While her studies at an art school provided her with many learning opportunities, she still felt that she had to create more than what was asked of her.
âAt that time, well-drawn works of art were praised. However, I wanted to break that down and redefine the meaning of art. I wanted to show that art doesn’t need to have definite shapes and to be perfectly drawn â, she says,
It took a while for Shrestha to hone her skills and develop her unique voice and style to represent her emotions in her works. She began to encompass geometric shapes in her paintings, especially squares, to break up the conventional linear structure.
âIn all geometric shapes, the square is the one I could relate to the most. Just like the boundaries of society, which limit us, the space within a square is also restrictive. Therefore, to represent such boundaries that prevent us from being vulnerable and being the real us, I started using squares in my works, which makes it my own style, âexplains Shrestha.
In her later works, Shrestha used squares as a pattern, which has become her trademark. In a few of his paintings there are faces with half-closed eyes, which Shrestha says is a motif used to represent emotions because the face is considered to be the true reflection of the people and feelings they cross.
Another underlying theme common to his recent works is faith and hope.
In many of the works of art on display there are images of Lord Ganesh and other religious images like a mandala, a lotus and a peacock feather. Likewise, the paintings also feature texts from many Buddhist and Hindu chants such as’Om Mani Padme Hum‘ and ‘Vakratunda Mahakaya‘juxtaposing with vivid divine colors like blue, red and yellow.
Shrestha says that before the pandemic, she rarely used religious motifs in her paintings.
âDuring the pandemic, like most people, I often prayed to the gods and goddesses to protect my friends and family from the pandemic. And because at that time I believed so much in religious faith and it brought me peace, I was inspired to use religious motifs in my new works of art, âsays Shrestha.

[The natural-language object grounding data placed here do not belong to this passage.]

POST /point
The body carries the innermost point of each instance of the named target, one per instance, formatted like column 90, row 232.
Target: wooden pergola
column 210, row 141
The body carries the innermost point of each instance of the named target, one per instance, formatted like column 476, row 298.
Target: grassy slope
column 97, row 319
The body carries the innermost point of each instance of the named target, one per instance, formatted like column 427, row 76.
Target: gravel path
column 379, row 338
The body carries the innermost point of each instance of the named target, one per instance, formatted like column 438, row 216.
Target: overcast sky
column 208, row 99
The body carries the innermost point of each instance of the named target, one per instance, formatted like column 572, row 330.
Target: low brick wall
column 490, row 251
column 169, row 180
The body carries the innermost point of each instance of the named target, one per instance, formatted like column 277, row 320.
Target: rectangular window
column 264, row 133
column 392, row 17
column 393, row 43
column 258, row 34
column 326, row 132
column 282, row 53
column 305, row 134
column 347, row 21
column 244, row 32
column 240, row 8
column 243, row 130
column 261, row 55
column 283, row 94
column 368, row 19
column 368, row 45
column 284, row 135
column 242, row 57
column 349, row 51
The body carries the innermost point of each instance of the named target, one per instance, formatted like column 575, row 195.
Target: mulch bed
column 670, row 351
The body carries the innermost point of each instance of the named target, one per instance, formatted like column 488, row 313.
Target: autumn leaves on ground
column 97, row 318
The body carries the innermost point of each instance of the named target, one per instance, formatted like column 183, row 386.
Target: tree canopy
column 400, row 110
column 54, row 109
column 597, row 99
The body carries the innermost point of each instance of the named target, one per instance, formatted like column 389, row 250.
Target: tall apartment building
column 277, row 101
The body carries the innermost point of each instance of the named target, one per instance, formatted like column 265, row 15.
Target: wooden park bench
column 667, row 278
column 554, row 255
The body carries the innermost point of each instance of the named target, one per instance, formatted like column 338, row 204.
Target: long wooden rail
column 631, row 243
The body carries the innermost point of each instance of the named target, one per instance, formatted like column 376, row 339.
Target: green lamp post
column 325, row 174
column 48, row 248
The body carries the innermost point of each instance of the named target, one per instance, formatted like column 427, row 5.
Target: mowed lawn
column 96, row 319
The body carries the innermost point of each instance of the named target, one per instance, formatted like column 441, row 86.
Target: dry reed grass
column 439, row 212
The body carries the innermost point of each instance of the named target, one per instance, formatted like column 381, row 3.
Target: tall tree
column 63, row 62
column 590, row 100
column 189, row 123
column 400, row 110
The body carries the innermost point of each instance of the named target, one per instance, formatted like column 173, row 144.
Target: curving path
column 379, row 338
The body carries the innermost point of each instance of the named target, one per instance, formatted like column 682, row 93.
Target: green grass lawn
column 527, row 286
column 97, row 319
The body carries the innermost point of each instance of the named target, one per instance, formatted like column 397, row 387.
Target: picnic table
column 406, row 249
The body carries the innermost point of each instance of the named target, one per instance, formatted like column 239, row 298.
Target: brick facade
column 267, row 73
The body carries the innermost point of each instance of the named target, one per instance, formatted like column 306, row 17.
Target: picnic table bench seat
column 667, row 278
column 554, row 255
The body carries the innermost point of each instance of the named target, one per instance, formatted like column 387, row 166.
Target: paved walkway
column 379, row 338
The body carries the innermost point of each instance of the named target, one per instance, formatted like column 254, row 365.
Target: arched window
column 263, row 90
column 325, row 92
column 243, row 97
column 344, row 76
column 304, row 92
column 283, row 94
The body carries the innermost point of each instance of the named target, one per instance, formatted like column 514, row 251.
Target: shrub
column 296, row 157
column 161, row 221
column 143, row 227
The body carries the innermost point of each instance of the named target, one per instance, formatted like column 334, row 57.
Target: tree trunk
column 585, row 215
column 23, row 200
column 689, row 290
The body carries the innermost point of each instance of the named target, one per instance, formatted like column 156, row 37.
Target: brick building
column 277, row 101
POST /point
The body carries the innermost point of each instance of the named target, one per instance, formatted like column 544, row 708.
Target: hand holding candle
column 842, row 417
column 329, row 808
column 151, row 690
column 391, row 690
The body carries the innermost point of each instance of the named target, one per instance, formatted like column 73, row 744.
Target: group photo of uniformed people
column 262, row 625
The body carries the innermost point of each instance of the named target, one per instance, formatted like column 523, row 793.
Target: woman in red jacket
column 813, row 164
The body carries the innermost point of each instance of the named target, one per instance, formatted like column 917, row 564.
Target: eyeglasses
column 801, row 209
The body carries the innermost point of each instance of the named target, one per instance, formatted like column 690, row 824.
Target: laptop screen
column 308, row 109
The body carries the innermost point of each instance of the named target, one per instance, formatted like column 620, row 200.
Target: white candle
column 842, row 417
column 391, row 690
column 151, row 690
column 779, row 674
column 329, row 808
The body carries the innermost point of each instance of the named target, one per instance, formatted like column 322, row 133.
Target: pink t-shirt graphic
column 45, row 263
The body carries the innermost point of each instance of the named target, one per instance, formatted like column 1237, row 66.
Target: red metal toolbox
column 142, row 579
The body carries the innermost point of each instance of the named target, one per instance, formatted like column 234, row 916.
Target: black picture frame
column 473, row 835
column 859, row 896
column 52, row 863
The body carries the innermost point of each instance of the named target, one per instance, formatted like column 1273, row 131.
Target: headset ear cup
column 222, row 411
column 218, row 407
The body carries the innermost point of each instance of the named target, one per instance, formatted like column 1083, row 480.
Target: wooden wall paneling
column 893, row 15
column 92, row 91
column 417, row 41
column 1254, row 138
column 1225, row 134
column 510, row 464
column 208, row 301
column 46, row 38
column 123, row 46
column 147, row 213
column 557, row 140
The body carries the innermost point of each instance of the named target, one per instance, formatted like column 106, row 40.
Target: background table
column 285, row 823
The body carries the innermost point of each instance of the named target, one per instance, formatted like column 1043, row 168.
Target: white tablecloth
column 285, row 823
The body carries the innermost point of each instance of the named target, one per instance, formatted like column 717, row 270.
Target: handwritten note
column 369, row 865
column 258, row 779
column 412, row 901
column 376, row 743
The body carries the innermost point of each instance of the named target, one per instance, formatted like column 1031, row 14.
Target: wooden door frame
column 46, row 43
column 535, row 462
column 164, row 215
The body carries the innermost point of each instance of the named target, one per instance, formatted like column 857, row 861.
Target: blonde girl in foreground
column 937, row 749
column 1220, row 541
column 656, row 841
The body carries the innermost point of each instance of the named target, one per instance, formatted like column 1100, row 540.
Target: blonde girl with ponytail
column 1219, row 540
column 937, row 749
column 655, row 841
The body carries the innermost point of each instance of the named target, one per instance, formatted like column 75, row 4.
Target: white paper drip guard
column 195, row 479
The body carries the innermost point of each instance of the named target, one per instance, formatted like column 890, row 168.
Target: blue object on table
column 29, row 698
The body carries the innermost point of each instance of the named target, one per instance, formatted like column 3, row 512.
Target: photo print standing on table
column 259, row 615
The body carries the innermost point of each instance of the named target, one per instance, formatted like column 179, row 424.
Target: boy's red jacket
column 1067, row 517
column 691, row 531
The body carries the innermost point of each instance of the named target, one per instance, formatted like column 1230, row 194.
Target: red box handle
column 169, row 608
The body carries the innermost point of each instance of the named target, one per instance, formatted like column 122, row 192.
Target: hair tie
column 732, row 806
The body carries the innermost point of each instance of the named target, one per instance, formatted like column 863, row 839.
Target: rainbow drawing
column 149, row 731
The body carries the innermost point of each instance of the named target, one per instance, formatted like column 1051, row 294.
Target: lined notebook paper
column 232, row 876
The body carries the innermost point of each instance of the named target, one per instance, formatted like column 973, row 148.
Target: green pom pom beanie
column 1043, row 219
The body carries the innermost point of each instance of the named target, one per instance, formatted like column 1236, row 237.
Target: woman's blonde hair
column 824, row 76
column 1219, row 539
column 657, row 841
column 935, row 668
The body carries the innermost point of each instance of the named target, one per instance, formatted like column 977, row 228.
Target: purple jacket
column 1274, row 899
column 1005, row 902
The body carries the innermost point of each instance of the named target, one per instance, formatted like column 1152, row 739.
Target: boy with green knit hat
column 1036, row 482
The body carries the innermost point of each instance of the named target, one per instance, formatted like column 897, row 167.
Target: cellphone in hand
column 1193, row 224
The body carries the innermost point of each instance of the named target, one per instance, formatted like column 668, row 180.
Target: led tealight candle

Basically, his works reflect our experiences and emotions of recent months. The works of art reflect our strength, our optimism and our faith.
However, none of the artwork in the exhibition is titled. There are just numbers stuck under the paintings. Unlike most exhibitions, there are no statements pasted under the works on display. Only the brochures, which mainly disclose the theme of the exhibition, inform the spectators.
For visitors, this can make it difficult to keep track of the work.
But according to Shrestha, this is something done intentionally. She says she doesn’t want to overload visitors with information or preconceived opinions, because she wants people to derive their own meaning from it.
âI want people to be interested in my works. I want them to look at the works and draw their own interpretations based on their own experiences and how they might resonate with my work. If I had put in a statement or any text, it would have limited the meaning of my work, which I don’t want to happen, âsays Shrestha.
During her two-decade career, Shrestha has produced over 200 group exhibitions. But this is his only second solo exhibition.
âI don’t do solo exhibitions just for fun. I only do this when I am satisfied with my work. I am satisfied with the works of art that I have created and that are on display in this exhibition, âsays Shrestha. âI think I was able to sum up the feelings of hope and hopelessness I felt during confinement in my works.